Severed limbs. Missing fingers. Bodies flying out of windows. Gruesome revenge fantasies. And all with a deft, but bizarre, sense of humor. Check, check, and check. This is undeniably the world of Duane Swierczynski. However, Expiration Date, his latest novel, is also a bit of a departure from his past few books. Instead of the hallucinatory, frenetic pacing that characterized The Wheelman, The Blonde, and particularly Severance Package, Expiration Date is more of a slow burn—an incessant drilling into the fragile mindset of Mickey Wade, ex-journalist. Without funds or a place of his own to live in, he is not only forced to move back to his old neighborhood, but he moves into his hospitalized grandfather’s temporarily vacant apartment.
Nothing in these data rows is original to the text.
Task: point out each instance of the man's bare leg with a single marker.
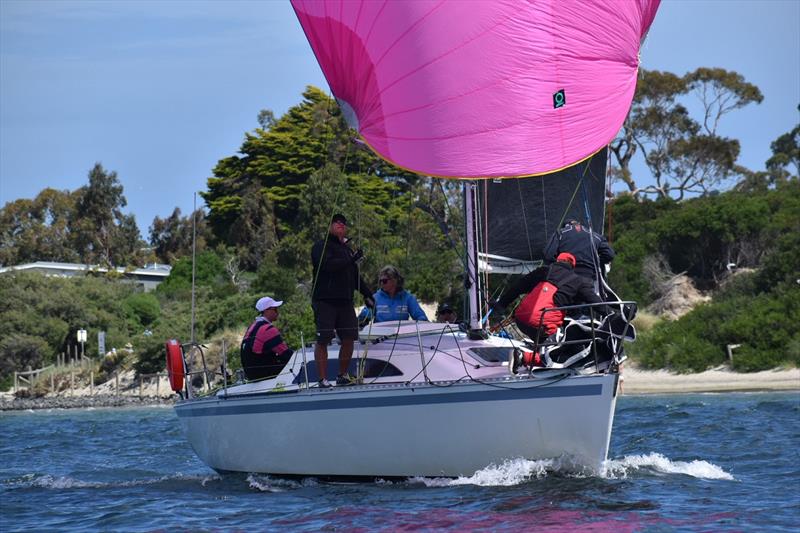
(345, 354)
(321, 358)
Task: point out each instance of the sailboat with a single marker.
(508, 97)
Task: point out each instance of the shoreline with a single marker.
(635, 382)
(638, 382)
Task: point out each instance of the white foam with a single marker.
(621, 468)
(64, 482)
(266, 483)
(508, 473)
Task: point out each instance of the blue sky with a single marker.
(161, 90)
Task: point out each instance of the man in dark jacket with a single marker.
(263, 352)
(550, 286)
(336, 277)
(591, 250)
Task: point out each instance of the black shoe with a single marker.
(344, 379)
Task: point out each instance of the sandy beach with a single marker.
(637, 381)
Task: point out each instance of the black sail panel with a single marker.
(520, 215)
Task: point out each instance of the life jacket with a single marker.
(529, 311)
(249, 339)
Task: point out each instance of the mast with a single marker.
(473, 279)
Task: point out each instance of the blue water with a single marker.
(727, 462)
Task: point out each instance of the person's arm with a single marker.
(550, 251)
(326, 257)
(364, 316)
(414, 309)
(587, 295)
(275, 343)
(366, 292)
(605, 251)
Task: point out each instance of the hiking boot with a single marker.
(344, 379)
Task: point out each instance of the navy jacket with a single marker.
(576, 239)
(336, 276)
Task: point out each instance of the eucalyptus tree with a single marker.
(685, 153)
(101, 232)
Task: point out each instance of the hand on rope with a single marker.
(358, 256)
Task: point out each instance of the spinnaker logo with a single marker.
(559, 99)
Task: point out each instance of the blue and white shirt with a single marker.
(402, 307)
Oh, and his mom keeps calling Mickey to remind him to visit his grandfather while he is in the hospital.

But revisiting his old stamping ground is only the beginning of Mickey’s remembrance of things past—way past, as it turns out. Finding a bottle of expired Tylenol in the cabinet, Mickey takes two and promptly blacks out. Like Alice, he enters the proverbial rabbit hole and emerges in 1972 on the day he was born. Seemingly invisible to all but a little boy, he can walk around and see his hometown of Philadelphia as it was almost four decades earlier. It also means he can see what his family was like before he was born, and perhaps he can finally find answers to the mystery surrounding his father’s accidental death in a bar fight when he was still a boy. As he begins to investigate, Mickey discovers that there is more to his father’s death than he was told, and that maybe there is a chance for him to change history. He also discovers that his grandfather was using the pills for the same thing. Unfortunately, Mickey also finds that he and his grandfather aren’t the only ones using the pills, or the only ones interested in his family tree.
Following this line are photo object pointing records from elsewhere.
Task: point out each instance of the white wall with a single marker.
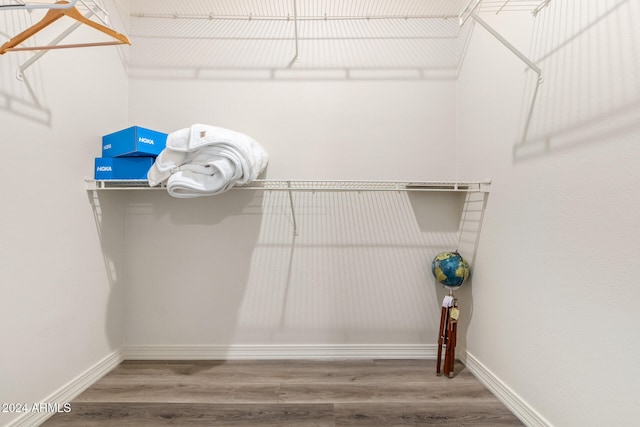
(61, 303)
(357, 273)
(555, 296)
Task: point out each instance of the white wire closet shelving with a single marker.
(314, 185)
(475, 193)
(345, 38)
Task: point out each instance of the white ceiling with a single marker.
(342, 38)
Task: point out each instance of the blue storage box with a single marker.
(131, 168)
(132, 142)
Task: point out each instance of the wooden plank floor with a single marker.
(284, 393)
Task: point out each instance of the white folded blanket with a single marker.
(205, 160)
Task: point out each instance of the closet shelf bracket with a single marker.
(470, 12)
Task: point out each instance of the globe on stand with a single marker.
(450, 269)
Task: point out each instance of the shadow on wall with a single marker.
(589, 54)
(462, 214)
(187, 265)
(228, 269)
(108, 209)
(24, 96)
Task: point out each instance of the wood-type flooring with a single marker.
(285, 393)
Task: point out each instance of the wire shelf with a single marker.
(314, 185)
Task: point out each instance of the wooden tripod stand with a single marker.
(448, 334)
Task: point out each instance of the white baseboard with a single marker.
(69, 391)
(521, 409)
(263, 352)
Swierczynski has never been afraid to blend genres, and one of the joys of reading his work is seeing his inventive mind unleashed upon the page. Severance Package was part-office dramedy, part-slasher flick. Expiration Date can be described any number of ways: time-travel, urban history noir; sci-fi, drugged-out family trauma; action-fantasy genealogy. Any way you look at it, the marvel of Expiration Date is less the novelty of its myriad influences than Swierczynski’s ability to seamlessly integrate all of them into a cohesive whole. Nor is the book without Swierczynski’s characteristic humor—listening to dad’s records (Sweet and Styx), or trying to steal vintage pulps to sell in the future, or spending one’s last dime on cheap beer and peanut butter (Mickey’s secret to life)—or excitement. If the spine of the book bears the name of Swierczynski, it won’t sit around unopened by the bedside for very long…nor will limbs stay attached to their characters’ bodies.
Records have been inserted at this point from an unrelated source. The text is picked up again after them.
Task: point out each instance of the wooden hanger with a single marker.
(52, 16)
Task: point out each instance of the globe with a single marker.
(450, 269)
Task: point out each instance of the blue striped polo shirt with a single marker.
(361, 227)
As much as the story looks into the past, one of the most interesting things about Expiration Date is the way that it, and its author, are looking into the future. Swierczynski is actively involved in comic books, and both Expiration Date and Severance Package have included not only artwork integrated into the story, but also graphically designed text and pages that make the style and atmosphere of the story more visual. He also wrote the digi-novel Level 26 with Anthony E. Zuiker, which integrated a physical book with web-based video. Expiration Date is filled with sadly dated relics—Gold Medal pulps, print journalism, vinyl records—but Duane Swierczynski is carrying their heritage and memory into the future. I am eagerly looking forward to seeing where this author goes next.

And, as always, a few quotes…

“Did a beam of sunlight really just slice through my fingers like it was a light saber?”


“This, after all, was my pill-popping lost weekend. Just me, the pills, some peanut butter, sixes of Golden Anniversary beer and a bunch of LPs that used to belong to a dead hippie musician.”


“Like a beard, an overcoat could cover any number of sins.”


“But for now, really, Mickey, I want you to shut up and let me tell this the way I want to tell it before I strangle you with my pee tube.”